Duncan's employer, Wright, helped him with his venture by letting him use his company's address as the incorporation site for Adventures in Good Eating, Inc. and even became his business partner, along with a third partner. In 1937, Duncan bought out his partners, making him the sole owner of the company. He became his own publisher and distributor.
The second edition of Adventures in Good Eating was published in 1937. This edition listed 1,250 restaurants, compared to 475 in the first edition. In 1938, Duncan published another book that recommended lodging. Titled "Lodging for a Night", the book carried a list of 3,000 hotels and motels found in the continental United States. That year, he also left E. Raymond Wright, Inc. both as a printing client and employee to focus on his new publishing business full-time.
In 1939/1040, Duncan moved back to his hometown of Bowling Green, Kentucky.
In the late 1940s and early 1950s, he wrote the newspaper food column Adventures in Good Eating at Home, which appeared in newspapers across the US. The column featured restaurant recipes adapted for home cooks that he had collected during his nationwide travels.

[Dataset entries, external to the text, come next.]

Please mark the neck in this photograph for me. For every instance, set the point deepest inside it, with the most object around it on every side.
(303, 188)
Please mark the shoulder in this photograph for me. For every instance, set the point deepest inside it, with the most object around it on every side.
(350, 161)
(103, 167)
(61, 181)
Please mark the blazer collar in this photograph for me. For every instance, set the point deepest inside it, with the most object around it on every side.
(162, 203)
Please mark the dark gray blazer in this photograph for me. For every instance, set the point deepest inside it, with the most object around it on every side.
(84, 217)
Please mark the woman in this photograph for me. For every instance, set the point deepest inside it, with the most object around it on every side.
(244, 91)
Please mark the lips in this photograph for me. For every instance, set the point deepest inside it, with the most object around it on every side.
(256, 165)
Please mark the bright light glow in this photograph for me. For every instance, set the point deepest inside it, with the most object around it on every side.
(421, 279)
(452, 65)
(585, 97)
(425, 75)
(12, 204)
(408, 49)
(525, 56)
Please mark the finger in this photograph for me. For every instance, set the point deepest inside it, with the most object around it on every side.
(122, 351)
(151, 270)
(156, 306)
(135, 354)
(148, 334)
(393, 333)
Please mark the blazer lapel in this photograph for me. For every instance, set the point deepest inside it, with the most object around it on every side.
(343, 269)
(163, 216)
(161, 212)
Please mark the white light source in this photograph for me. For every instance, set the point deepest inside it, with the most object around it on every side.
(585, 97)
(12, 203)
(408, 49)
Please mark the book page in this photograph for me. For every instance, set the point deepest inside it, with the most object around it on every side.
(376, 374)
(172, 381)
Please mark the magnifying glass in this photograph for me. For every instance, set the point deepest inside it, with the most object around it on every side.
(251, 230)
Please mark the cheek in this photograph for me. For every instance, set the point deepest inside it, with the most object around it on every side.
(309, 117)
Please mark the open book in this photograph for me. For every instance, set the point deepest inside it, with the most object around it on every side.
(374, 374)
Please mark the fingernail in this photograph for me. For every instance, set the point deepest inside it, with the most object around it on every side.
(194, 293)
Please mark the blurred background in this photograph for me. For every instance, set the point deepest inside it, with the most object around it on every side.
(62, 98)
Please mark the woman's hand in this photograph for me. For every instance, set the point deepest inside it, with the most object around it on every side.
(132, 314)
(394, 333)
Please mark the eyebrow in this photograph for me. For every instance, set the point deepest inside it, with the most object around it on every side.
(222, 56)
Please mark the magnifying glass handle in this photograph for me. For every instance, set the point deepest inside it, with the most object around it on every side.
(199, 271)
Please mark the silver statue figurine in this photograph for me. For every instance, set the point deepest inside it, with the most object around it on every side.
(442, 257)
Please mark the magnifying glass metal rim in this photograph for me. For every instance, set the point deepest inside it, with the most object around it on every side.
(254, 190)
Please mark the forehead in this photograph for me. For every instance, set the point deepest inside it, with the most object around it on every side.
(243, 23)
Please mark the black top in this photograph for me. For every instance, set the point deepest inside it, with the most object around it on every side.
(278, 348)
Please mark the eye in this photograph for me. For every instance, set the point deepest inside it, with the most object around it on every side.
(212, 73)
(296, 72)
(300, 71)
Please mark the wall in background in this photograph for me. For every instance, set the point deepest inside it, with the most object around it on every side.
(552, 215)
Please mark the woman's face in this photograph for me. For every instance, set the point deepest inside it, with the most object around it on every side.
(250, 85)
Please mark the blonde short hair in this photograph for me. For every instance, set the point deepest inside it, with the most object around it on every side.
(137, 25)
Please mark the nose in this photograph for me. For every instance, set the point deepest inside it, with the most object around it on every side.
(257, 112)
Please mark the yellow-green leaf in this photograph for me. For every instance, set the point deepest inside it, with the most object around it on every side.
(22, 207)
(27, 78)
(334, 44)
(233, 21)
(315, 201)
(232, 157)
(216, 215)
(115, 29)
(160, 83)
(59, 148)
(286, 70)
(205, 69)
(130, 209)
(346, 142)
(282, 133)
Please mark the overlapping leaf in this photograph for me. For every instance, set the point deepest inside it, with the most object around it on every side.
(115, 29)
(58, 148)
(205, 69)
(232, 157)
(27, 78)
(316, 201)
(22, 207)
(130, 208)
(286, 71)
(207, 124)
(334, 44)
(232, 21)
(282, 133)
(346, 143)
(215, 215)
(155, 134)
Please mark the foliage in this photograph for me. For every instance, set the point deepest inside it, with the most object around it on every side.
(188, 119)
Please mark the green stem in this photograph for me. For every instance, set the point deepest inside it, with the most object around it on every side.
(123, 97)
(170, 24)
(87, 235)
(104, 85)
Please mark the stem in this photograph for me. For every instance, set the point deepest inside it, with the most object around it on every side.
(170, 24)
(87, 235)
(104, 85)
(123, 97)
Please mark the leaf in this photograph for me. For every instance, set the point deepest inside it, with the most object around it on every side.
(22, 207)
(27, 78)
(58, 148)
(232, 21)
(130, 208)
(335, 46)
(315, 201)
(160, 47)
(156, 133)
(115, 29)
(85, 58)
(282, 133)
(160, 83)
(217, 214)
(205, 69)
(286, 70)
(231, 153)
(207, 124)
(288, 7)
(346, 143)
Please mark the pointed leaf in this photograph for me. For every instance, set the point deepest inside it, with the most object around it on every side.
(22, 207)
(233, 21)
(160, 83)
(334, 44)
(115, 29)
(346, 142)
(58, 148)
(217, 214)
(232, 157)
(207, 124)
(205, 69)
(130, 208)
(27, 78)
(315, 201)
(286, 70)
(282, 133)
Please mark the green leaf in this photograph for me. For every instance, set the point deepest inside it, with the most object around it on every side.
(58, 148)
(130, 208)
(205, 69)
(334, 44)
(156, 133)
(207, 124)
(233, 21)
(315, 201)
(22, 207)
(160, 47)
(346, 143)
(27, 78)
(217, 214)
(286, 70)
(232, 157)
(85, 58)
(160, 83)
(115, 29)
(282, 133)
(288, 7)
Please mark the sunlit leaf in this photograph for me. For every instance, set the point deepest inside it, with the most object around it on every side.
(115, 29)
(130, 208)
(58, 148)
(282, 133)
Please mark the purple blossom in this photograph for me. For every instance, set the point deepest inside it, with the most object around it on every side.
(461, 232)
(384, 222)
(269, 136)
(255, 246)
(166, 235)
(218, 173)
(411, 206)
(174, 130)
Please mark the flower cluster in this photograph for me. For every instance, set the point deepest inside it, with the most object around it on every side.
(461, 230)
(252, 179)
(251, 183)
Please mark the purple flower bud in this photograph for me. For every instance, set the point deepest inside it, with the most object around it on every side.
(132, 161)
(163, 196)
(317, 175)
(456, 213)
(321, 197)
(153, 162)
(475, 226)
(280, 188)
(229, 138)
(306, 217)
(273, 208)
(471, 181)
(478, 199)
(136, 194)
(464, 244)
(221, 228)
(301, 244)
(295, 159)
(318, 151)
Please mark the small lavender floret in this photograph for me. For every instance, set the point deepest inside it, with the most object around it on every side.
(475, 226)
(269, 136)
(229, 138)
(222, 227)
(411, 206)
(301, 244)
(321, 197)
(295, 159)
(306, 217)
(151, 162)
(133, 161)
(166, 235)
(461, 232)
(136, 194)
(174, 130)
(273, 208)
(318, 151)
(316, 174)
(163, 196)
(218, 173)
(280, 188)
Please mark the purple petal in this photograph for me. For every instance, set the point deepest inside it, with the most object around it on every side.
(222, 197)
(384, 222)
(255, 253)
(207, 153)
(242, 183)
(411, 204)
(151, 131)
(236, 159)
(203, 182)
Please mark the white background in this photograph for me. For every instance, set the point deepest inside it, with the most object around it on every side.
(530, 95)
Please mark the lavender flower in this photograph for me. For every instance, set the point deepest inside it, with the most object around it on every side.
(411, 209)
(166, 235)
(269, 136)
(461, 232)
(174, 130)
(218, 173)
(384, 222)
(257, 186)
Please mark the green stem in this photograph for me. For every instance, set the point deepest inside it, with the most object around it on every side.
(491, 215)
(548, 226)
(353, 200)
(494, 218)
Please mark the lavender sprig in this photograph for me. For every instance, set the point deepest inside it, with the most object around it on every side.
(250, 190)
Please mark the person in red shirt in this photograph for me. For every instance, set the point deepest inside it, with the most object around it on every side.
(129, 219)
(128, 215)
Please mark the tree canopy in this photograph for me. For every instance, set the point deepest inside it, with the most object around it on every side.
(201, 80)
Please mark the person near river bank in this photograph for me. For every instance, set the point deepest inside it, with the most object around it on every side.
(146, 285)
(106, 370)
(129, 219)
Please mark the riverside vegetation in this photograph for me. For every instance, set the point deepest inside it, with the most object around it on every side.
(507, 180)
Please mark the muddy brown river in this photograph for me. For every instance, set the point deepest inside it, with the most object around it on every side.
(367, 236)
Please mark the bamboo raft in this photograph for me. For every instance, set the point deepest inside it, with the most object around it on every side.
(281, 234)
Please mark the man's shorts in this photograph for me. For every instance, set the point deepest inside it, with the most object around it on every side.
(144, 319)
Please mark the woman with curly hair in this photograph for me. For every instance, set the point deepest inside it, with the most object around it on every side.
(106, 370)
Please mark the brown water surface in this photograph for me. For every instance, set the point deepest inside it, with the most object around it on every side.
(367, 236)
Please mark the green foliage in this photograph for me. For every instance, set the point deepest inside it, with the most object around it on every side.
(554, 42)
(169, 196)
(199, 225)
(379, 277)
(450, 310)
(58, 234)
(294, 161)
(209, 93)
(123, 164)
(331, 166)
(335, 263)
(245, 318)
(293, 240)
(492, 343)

In 1949, he published Duncan Hines Vacation Guide, a traveling guidebook.
In 1952, Duncan began selling bread under his name through the Durkee's Bakery Company of Homer, New York. Around that time, entrepreneur Roy Hampton Parkwas looking for a way to market and sell their excess food products. Given Duncan's brand recognition in the food space, he approached Duncan to lend his trusted name for the endorsement of packaged food products. The two entered a business deal and by 1953, Duncan sold the right to use his name and the title of his book to Park to form Hines-Park Foods, Inc., which licensed the name to a number of food-related businesses. Hines-Park Foods was an immediate success in the American food market, especially with its flagship product, Duncan Hines Cake Mix. The cake mix license was sold to Nebraska Consolidated Mills in Omaha, Nebraska, which developed and sold the first Duncan Hines cake mixes.
In 1957, Nebraska Consolidated Mills sold the cake mix business to the US consumer products company Procter & Gamble. The company expanded the business to the national market and added a series of related products.
In the media
In 1957, Duncan appeared as a guest challenger on Bud Collyer's CBS TV panel show To Tell the Truth.
Personal life
Duncan was married three times.
On September 27, 1905, he married Florence Chaffin at Fort Slocum in New Rochelle, New York. After her death in 1938, he married Emelie Tolman in 1939. They divorced in 1945, after which he married Clara Wright Nahm in 1947.
Books (selected)
Death
Duncan died of lung cancer on March 15, 1959, in Bowling Green, Kentucky. He was buried in Fairview Cemetery of Bowling Green, Kentucky, in the same series of Hines family plots as Thomas Hines.